Crash Course On CAD Data Part 2

The second part of the course is about how 3D data is presented in CAD (voxels, meshes, SCG, B-Rep).

Roman Lygin
3 min read

Previous part

Part 1. How did this all begin?

How is 3D data presented in CAD?

There can be multiple approaches to describing 3D data. Depending on problem domain and required operations on such data, the choice can be among the following options:

  • Voxels;
  • Meshes;
  • CSG (Constructive Solid Geometry);
  • B-Rep (Boundary Representation).


Voxel, or volume element, a 3D counterpart of a 2D pixel, can be found in medicine and scientific applications, and games to represent graphical objects on a scene via a set of fine-grained 3D elements. Voxel data model, for instance, can result from space scanning and attributing certain graphical property (such as color and transparency) to each small cell of a 3D grid.

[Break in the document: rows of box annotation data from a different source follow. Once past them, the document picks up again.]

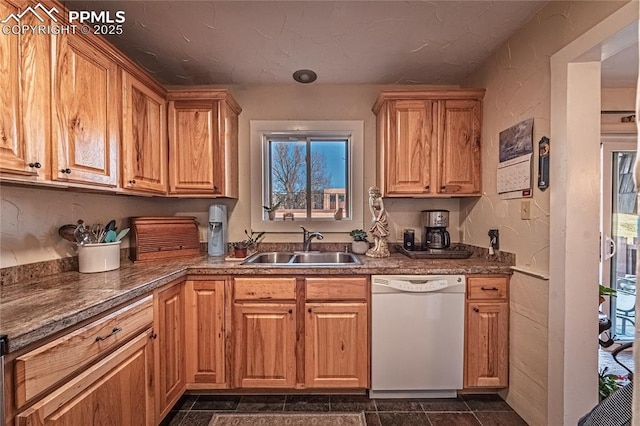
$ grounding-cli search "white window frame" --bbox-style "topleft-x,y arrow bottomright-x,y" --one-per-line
250,120 -> 364,233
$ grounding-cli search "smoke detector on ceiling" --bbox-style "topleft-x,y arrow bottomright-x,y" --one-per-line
293,70 -> 318,84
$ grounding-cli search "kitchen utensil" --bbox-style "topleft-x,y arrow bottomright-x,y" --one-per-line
104,219 -> 117,232
104,231 -> 118,243
91,223 -> 106,243
73,219 -> 91,245
116,228 -> 129,241
58,224 -> 78,243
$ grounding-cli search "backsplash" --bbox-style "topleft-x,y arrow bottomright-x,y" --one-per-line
0,242 -> 516,286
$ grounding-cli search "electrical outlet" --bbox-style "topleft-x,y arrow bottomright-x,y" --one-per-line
489,229 -> 500,250
520,200 -> 531,220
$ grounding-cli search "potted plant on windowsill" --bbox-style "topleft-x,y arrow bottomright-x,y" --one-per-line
598,284 -> 617,306
262,201 -> 281,220
231,229 -> 264,258
349,229 -> 369,254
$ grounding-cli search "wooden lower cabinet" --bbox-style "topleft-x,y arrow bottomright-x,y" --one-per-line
153,282 -> 186,419
16,330 -> 155,426
185,279 -> 226,389
304,302 -> 369,388
233,303 -> 297,388
464,276 -> 509,388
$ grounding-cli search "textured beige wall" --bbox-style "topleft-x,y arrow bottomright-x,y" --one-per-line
0,185 -> 222,268
0,85 -> 462,267
461,1 -> 626,425
229,84 -> 461,245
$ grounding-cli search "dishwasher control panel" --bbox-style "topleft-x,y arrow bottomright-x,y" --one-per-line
371,275 -> 466,294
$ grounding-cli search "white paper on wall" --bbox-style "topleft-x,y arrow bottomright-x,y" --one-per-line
497,118 -> 533,199
498,154 -> 533,197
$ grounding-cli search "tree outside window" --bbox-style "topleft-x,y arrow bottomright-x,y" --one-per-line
265,135 -> 349,220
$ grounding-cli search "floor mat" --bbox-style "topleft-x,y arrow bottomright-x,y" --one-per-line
209,413 -> 366,426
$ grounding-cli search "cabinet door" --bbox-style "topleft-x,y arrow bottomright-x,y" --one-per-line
0,0 -> 50,180
464,302 -> 509,388
122,71 -> 168,194
385,100 -> 437,195
305,303 -> 369,388
185,280 -> 226,384
438,100 -> 482,195
16,332 -> 155,426
51,35 -> 121,187
169,101 -> 222,195
154,284 -> 186,419
234,303 -> 296,388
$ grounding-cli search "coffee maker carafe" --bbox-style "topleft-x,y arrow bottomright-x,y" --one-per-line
422,210 -> 451,250
208,204 -> 227,256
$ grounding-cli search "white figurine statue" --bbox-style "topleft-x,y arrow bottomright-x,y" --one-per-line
366,186 -> 389,257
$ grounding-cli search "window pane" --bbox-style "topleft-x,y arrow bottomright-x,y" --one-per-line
269,140 -> 307,219
309,140 -> 349,219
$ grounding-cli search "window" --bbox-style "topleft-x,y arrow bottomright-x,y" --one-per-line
263,134 -> 351,221
251,121 -> 363,232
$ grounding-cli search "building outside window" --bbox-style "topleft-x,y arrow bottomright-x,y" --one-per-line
251,120 -> 363,232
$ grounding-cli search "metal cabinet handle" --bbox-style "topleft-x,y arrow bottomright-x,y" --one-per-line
96,327 -> 122,342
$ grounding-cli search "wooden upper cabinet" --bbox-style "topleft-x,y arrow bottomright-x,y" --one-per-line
122,71 -> 168,194
373,89 -> 484,197
168,90 -> 241,198
0,0 -> 51,181
386,100 -> 437,194
438,99 -> 482,195
51,34 -> 121,187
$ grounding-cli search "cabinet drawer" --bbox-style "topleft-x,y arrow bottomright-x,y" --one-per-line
467,277 -> 508,300
305,277 -> 368,300
233,278 -> 296,300
15,296 -> 153,407
16,330 -> 154,426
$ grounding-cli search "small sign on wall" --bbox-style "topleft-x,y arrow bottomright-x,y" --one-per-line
497,118 -> 533,199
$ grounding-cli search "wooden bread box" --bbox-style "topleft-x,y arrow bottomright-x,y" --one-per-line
130,216 -> 200,262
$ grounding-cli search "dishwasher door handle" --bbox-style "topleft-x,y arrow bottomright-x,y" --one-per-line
389,278 -> 447,293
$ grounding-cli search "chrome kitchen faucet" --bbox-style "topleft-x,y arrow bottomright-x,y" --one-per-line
300,226 -> 324,251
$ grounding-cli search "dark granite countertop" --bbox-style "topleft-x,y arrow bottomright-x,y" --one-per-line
0,253 -> 511,352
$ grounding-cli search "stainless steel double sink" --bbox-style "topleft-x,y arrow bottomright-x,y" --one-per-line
242,251 -> 362,266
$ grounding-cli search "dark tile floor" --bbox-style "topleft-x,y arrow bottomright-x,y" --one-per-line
162,394 -> 527,426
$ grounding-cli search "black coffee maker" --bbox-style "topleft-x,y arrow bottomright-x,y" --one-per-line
421,210 -> 451,250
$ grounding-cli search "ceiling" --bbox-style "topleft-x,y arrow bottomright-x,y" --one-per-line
66,0 -> 638,86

A series of voxels in a stack, with a single voxel shaded


Mesh is a tessellated (also known as facetted or polygonal) representation of a 3D model. Meshes can be:

  • 1D: free-form curve approximation with linear segments;
  • 2D: approximation of a surface with triangles, quadrangles or arbitrary polygons;
  • 3D: filling-in the internal body space with tetrahedrons, hexahedrons, prisms, pyramids and others.

Most of the time, meshes are of the first order (i.e. mesh cells boundaries are either linear or planar). Some mesh generators are able to produce 2nd order elements. The former are more wide-spread due to reduced memory footprint and faster computations thereon. The latter allow more precise approximation at the expense of speed and footprint.

CSG (Constructive Solid Geometry)

This technique describes a 3D body via a tree of (binary, Boolean) operations (such as fuse, common or cut) required to construct such a body.

CSG objects can be represented by binary trees

B-Rep (or Boundary Representation)

This technique describes a 3D body using its boundaries, namely:

  • surfaces defining the body boundary in 3D space;
  • curves defining intersections of above surfaces;
  • points defining intersections of above curves.

B-Rep distinguishes geometry (which is used to describe the underlying curves and surfaces) and topology (which is used to describe boundaries that limit the geometry and connectivity information). We will talk more of those two concepts later in the series.

Wireframe representation

It is a particular case of B-Rep representation used to describe 1D bodies in 3D, i.e. bodies defined via curves without surfaces. (When I was studying computational geometry and computer graphics in the University this was taught as an independent mechanism but in my professional life it turned out to be just a subtype of B-Rep, so I won’t make a distinction below).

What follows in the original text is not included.